Einen Ruhetag / sprich einen Ort mit zwei Übernachtungen und dazwischen einen Tag zur freien Verfügung für jeden planten wir auch ein – was sehr gut war. Als Ort hierfür schien uns der Kalterer See sehr tauglich zu sein – was ein Abweichen von der klassischen Route der Via Claudia Augusta bedeutete.
Bei der Durchsicht der klassischen Routenführung sprang mir der Abschnitt des Passes vom Schweizerischen Martina hoch über die Norbertshöhe nach Nauders negativ ins Auge. Hier sollten wir einen längeren Abschnitt zusammen mit dem Autoverkehr den Pass mit engen Kurven hochfahren.

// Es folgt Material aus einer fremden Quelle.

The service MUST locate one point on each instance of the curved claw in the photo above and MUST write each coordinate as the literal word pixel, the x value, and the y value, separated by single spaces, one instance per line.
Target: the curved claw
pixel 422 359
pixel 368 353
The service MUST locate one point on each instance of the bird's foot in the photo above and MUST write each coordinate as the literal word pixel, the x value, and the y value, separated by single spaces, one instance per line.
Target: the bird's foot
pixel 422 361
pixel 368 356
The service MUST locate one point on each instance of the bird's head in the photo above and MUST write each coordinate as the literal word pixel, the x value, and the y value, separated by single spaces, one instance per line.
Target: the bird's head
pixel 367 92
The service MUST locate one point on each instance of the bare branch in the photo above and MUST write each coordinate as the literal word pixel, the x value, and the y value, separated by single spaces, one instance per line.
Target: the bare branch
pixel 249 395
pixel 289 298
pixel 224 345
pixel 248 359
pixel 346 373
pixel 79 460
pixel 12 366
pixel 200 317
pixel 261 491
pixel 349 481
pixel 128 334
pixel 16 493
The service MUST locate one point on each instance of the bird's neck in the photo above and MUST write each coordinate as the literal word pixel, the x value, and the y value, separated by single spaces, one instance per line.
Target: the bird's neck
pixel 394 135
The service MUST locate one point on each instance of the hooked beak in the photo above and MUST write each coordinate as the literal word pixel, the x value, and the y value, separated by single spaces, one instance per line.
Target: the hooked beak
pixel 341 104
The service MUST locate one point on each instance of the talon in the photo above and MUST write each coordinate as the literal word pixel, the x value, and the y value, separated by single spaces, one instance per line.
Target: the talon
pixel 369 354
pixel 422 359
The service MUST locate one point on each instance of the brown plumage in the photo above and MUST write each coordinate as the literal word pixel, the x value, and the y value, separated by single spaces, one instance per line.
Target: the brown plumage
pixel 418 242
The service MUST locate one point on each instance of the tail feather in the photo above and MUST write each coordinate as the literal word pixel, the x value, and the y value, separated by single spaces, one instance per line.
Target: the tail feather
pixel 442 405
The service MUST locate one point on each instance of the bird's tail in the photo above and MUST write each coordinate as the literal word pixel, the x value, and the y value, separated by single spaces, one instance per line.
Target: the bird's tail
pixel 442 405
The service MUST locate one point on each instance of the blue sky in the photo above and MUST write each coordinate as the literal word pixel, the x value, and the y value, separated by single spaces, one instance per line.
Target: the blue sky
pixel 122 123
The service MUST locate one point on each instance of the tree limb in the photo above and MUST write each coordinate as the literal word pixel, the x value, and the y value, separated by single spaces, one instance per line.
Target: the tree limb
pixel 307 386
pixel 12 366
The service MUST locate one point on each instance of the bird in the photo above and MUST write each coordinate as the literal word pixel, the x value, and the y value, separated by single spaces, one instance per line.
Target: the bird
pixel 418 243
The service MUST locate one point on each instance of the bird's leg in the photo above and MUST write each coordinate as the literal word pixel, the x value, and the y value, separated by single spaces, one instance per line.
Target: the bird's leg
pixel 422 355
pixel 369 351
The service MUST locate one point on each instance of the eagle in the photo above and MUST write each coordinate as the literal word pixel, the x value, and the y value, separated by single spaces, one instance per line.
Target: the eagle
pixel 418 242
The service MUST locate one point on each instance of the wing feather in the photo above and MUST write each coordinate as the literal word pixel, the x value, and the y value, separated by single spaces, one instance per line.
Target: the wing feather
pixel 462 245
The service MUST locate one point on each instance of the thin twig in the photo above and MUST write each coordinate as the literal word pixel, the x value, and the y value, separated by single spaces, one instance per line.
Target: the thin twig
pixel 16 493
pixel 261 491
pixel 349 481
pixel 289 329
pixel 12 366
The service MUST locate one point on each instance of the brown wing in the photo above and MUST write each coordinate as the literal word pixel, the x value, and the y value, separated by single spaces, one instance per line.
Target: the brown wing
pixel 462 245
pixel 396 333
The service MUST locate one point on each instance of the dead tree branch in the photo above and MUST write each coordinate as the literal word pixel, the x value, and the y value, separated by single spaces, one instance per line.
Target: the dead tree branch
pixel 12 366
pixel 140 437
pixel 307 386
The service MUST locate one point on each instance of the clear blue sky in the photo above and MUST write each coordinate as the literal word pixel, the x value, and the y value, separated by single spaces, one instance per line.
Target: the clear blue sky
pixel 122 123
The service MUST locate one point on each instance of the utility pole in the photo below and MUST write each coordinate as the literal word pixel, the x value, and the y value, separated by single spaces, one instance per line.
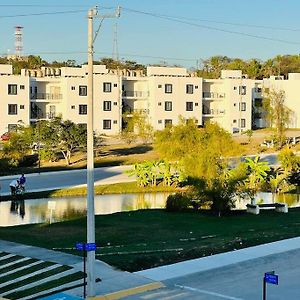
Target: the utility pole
pixel 90 148
pixel 90 160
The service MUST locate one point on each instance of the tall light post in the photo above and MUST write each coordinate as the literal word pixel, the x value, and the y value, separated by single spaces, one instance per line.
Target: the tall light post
pixel 90 149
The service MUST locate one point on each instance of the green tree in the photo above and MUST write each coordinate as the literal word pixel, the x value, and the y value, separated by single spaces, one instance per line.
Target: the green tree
pixel 257 174
pixel 61 136
pixel 277 114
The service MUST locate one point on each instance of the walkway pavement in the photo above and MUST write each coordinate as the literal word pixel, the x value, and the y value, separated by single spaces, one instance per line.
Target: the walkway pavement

Nach längerer Recherche gelang es mir, eine Alternative zu finden, die rückblickend alle als ein Highlight der gesamten Reise sehen.

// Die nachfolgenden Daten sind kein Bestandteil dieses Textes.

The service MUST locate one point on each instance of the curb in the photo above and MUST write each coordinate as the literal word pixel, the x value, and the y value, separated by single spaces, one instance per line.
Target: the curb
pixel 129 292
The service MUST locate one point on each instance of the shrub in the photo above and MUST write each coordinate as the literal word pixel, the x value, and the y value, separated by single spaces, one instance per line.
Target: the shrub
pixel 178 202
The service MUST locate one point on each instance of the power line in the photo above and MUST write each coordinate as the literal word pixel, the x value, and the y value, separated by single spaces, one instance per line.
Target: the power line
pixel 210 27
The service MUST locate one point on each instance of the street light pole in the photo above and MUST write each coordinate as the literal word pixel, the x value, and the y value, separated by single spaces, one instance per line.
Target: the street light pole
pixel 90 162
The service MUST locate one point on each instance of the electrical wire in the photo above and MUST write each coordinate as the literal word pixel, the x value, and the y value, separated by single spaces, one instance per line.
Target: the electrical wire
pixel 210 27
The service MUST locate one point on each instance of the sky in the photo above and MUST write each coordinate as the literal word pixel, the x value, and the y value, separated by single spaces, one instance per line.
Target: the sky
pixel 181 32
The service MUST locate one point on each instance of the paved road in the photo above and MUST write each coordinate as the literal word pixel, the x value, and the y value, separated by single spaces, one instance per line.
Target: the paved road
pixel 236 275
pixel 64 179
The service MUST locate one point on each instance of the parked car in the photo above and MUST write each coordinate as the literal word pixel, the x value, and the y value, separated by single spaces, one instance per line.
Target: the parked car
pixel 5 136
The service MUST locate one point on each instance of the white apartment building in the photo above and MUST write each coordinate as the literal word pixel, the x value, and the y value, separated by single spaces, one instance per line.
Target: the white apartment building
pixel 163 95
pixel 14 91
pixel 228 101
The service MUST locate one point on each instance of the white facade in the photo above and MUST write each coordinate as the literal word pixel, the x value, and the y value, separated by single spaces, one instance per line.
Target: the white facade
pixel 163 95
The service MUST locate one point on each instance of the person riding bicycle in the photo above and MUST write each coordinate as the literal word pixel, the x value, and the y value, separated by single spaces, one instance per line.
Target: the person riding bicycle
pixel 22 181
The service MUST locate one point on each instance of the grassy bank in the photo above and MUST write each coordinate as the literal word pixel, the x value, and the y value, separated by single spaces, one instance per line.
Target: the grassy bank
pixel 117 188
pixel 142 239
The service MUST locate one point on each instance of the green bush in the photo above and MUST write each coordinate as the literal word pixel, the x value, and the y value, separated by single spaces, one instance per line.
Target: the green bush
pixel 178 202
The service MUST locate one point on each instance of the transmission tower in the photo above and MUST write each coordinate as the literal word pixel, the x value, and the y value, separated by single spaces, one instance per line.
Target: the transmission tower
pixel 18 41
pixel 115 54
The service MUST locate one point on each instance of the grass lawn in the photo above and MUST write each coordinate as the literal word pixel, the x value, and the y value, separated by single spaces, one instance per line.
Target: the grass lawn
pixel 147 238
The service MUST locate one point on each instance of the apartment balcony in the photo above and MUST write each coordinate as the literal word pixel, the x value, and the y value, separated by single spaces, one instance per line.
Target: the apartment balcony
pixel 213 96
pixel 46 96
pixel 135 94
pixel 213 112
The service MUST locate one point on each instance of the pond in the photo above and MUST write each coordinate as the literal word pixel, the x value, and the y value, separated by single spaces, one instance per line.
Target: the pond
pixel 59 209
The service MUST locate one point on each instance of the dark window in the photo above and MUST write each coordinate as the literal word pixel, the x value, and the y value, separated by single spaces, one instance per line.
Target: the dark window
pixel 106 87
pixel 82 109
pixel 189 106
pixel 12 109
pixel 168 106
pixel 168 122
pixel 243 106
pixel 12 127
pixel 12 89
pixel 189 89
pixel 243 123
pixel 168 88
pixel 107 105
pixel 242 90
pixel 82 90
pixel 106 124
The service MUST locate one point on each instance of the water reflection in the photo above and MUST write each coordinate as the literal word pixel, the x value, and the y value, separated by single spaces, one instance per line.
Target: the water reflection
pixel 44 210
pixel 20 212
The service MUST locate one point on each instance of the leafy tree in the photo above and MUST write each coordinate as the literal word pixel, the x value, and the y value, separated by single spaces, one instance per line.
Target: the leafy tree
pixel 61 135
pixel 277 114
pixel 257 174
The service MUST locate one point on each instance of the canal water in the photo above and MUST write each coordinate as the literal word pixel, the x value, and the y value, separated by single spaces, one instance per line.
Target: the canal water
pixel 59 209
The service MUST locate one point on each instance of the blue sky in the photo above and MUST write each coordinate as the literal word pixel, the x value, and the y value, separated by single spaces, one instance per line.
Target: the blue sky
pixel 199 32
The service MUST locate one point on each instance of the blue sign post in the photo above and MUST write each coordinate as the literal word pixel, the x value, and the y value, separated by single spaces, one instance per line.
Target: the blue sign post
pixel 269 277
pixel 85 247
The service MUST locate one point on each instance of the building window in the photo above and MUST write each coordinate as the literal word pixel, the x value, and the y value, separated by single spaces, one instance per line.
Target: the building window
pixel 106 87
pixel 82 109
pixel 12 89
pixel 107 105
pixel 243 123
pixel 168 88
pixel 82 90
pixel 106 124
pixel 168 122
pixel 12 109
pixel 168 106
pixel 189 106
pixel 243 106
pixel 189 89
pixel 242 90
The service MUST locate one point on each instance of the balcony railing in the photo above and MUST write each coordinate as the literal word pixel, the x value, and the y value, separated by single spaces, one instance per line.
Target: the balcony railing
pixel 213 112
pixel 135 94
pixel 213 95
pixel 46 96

Anreise nach Füssen zum Startpunkt / Rückreise vom Gardasee
Da für die Rückreise sich eigentlich nur der Zug ab Roveretto (26 km mit dem Fahrrad von Riva del Garda entfernt) anbot, dieser ohne Umsteigen bis München verkehrte, war für Susi und mich klar, dass auch dort das Auto stehen musste, um die Rückreise möglichst stressfrei zu gestalten. Wir reisten also mit dem Auto bis München, parkten dort auf einem P&R-Parkplatz in Freiham, fuhren dann die 10 km zum HBF München mit den Fahrrädern. Dort bestiegen wir einen Zug bis Kaufbeuren, um ab da schon eine kleine Vortour über den Wertach-Radweg dann am Forggensee vorbei bis nach Füssen zu unternehmen, wo wir die anderen trafen.

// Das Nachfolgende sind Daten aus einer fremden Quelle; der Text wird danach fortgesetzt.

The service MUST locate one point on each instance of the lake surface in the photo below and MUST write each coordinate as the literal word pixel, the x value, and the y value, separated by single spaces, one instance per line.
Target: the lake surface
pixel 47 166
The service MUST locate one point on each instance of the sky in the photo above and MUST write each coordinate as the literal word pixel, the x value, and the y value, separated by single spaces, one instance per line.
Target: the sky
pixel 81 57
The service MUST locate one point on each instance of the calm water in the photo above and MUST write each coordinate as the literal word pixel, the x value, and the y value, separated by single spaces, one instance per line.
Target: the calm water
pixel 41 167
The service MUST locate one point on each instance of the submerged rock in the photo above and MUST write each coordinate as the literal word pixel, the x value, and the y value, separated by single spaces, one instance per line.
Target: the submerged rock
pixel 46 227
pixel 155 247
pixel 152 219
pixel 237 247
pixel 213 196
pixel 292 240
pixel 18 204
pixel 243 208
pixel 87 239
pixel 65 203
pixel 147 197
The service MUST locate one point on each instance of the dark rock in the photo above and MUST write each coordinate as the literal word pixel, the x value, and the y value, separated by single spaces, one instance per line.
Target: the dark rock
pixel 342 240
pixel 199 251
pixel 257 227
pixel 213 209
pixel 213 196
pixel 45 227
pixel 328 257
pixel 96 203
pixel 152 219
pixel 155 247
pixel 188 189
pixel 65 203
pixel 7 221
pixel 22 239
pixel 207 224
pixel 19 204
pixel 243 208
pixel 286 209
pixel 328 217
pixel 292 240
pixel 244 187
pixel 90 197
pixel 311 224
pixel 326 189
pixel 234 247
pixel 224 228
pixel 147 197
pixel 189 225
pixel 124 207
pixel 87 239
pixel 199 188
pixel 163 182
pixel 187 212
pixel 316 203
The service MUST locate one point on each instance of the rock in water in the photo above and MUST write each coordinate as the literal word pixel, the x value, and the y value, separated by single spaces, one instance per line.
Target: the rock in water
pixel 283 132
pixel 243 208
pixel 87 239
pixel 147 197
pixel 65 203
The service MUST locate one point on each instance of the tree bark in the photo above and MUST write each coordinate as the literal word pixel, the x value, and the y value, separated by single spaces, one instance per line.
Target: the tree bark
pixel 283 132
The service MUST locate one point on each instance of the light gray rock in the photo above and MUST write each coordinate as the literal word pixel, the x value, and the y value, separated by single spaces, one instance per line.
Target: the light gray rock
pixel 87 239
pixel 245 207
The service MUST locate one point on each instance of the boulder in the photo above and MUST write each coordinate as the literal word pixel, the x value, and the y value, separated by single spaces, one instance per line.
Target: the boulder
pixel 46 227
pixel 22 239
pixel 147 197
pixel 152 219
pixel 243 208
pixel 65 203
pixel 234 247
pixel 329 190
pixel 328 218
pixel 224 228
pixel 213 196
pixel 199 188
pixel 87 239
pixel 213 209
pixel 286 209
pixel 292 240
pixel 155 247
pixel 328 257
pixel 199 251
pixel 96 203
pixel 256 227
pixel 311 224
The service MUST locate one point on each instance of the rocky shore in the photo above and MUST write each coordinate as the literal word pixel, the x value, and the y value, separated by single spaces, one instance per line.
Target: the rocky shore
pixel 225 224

Besonders zu erwähnen ist die Notwendigkeit einer Reservierung der Bahnkarten samt Platz für die Fahrräder für den Zug ab Roveretto, auch wenn dieser Vorgang nicht ganz einfach ist. Man kann die Plätze für die Fahrräder NICHT online mit den Tickets für die Personen lösen, dazu muss man persönlich zum Bahnschalter an einen Bahnhof in Deutschland, dort geht es dann – warum auch immer das so sein mag. Ohne diese kostenpflichtige Reservierung ist ein Rücktransport per Bahn quasi ausgeschlossen! Wir trafen einige Radler, die meinten spontan mit ihren Rädern mitfahren zu können – keine Chance, die Plätze sind rar und regelmäßig ausverkauft.
Die Leute werden eiskalt auf dem Bahnsteig stehen gelassen!
Technischer Check der Räder / Notfallwerkzeug / Erste Hilfe-Set
Alle Räder wurden vor der Reise kritisch beäugt, ggf. zur Inspektion in die Werkstatt gegeben. Alle Bremsbeläge wurden gegen neue getauscht, da wir nicht wirklich einschätzen konnten, wie stark die Beanspruchung sein würde. Sofern die Benutzten noch in Ordnung waren, wurden sie aufgehoben und werden hier zu Hause weiter benutzt. Die Abnutzung nach der Tour ist schon sichtbar, ich würde es wieder so machen – keinesfalls aber mit mehr als 50% Abnutzung hier starten, je nach Gewicht und Fahrweise auch tatsächlich lieber mit komplett neuen Belägen. Dabei nicht vergessen, die Bremsscheibe zu prüfen, ob die Mindestdicke noch nicht unterschritten wird.
Wir hatten sicherheitshalber auch noch Ersatzbremsbeläge dabei – diese wurden aber nicht benötigt.
Als Werkzeug hatte ich einen passenden Schlüssel für alle gängigen Schrauben, dazu Flickzeug, eine kleine Pumpe, Ersatzschlauch, einen Kettendrücker und eine Verschlusszange, sowie Kettenschlösser zur Reparatur eines Kettenrisses unterwegs. Eine Dämpferpumpe hatte ich auch im Gepäck. Ebenso selbstverständlich mit dabei war ein Erste-Hilfe-Set, sowie für uns ohnehin selbstverständlich eine noch nicht vergessene Erste-Hilfe-Schulung (jünger als zwei Jahre).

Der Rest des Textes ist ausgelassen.